Despite a weak start, US equities ended the month once again as good as unchanged.

During the first fortnight of September, US equities fell by as much as 2% on concerns the Fed would soon be hiking its rate and on the decline in oil prices. Oil prices fell further after the International Energy Agency said that global oil demand growth was slowing at a faster pace than initially predicted.

The market, however, rebounded during the second fortnight as the Fed lowered its rate outlook and oil prices rebounded on the news that OPEC members had reached a first agreement aimed at reducing oil supply. 

While the Energy sector was the best performer in September, financials had been performing poorly.  Investors were seen selling financials on concerns Deutsche Bank would be in trouble, after the US Department of Justice imposed a heavy fine related to a probe tied to residential mortgage-backed securities.

  • We have made several significant changes in our sector allocation.We reduced positions in Consumer Staples and slightly in Industrials, reinvesting the proceeds mainly in Healthcare, Materials, Consumer Discretionary and Energy.

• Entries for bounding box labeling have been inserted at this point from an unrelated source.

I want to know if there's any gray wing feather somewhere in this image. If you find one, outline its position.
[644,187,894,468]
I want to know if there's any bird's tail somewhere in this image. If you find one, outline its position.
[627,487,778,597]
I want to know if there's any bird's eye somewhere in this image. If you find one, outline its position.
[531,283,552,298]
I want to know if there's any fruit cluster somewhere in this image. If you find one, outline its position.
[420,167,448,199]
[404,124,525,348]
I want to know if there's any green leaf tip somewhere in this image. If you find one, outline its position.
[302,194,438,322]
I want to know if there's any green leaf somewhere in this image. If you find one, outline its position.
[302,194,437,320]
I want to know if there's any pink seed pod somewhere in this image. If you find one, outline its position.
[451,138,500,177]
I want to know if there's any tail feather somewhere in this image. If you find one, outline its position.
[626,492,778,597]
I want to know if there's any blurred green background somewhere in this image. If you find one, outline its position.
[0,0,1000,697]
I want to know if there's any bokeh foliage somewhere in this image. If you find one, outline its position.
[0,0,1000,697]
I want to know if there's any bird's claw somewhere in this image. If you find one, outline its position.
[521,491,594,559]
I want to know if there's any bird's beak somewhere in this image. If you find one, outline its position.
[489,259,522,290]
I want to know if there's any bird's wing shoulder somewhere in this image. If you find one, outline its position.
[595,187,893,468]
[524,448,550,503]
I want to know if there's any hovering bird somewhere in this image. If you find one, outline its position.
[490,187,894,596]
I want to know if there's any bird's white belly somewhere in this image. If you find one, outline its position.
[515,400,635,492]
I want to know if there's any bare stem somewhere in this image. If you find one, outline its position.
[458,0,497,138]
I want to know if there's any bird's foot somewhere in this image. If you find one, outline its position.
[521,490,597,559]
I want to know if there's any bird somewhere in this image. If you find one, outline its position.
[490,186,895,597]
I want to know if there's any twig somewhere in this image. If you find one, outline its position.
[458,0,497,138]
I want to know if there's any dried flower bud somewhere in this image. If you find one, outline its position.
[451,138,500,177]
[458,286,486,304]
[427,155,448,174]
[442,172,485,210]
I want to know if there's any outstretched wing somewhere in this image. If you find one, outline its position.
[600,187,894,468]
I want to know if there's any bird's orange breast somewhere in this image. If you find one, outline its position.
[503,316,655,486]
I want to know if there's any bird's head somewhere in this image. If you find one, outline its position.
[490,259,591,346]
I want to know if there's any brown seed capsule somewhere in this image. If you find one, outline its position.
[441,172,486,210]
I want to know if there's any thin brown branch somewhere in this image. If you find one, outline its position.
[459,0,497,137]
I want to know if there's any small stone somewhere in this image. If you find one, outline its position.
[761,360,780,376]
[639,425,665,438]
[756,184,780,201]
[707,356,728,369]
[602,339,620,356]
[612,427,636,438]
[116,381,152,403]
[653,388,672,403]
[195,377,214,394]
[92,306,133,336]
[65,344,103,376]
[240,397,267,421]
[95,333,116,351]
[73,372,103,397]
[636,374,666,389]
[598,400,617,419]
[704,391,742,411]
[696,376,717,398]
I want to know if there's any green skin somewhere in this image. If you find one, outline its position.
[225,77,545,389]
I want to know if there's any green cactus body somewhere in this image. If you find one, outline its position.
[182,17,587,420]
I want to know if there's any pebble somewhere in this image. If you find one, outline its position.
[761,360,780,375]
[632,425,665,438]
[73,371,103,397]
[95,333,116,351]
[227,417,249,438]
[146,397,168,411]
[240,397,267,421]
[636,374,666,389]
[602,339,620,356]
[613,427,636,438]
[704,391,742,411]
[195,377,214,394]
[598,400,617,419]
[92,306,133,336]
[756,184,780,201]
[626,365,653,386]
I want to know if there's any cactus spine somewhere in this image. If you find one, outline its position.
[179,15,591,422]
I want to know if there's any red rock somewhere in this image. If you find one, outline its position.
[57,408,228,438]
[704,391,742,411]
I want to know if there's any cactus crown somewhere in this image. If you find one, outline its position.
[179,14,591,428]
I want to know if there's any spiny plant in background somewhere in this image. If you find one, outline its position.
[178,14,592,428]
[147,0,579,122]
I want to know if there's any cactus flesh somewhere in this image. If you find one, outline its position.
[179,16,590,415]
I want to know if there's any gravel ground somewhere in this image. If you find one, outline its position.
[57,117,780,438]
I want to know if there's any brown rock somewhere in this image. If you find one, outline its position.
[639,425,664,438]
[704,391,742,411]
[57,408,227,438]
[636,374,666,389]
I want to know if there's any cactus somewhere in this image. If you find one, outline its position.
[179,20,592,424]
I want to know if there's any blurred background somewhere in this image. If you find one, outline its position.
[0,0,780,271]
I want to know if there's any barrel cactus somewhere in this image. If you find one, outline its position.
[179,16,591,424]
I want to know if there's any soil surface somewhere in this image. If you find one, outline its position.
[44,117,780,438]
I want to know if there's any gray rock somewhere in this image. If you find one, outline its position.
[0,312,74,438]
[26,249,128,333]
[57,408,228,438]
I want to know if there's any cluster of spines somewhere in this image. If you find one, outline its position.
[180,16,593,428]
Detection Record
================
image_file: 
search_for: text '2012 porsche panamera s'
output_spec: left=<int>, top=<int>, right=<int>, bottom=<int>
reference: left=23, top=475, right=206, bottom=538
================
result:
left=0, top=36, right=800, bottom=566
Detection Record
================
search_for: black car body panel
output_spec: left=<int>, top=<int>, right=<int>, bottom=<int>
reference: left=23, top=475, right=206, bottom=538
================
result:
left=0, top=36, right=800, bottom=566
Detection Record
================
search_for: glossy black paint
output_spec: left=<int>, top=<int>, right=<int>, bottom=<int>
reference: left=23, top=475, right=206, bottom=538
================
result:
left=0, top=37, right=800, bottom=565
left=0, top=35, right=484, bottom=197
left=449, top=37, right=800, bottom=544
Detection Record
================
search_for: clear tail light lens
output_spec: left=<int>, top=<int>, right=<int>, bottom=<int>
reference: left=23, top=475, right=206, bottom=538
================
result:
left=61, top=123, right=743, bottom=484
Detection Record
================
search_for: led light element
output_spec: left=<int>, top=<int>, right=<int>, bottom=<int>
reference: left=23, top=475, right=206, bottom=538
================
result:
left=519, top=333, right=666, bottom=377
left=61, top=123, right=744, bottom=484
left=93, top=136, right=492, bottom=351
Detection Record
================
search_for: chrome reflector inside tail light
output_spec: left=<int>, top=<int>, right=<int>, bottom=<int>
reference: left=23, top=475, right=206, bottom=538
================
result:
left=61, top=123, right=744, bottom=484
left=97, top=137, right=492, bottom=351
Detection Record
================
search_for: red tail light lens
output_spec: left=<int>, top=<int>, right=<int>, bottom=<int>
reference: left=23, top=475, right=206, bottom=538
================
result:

  • We raised or initiated positions in, inter alia, Apache, Abbott, Amgen and Johnson & Johnson, while reducing positions in, for instance, Colgate, Pepsi and Stanley Black & Decker.

  • The IMF expected world economic growth forecast of around 3.1% in 2016 and 3.4% in 2017 seems very challenging in the current environment.

  • Brexit, the US presidential election, Central Bank behaviour and Greece could all impact stock markets going forward, although we think those risks are relatively limited.

We are, instead, focusing more on the stabilising and even slightly improving global economic growth.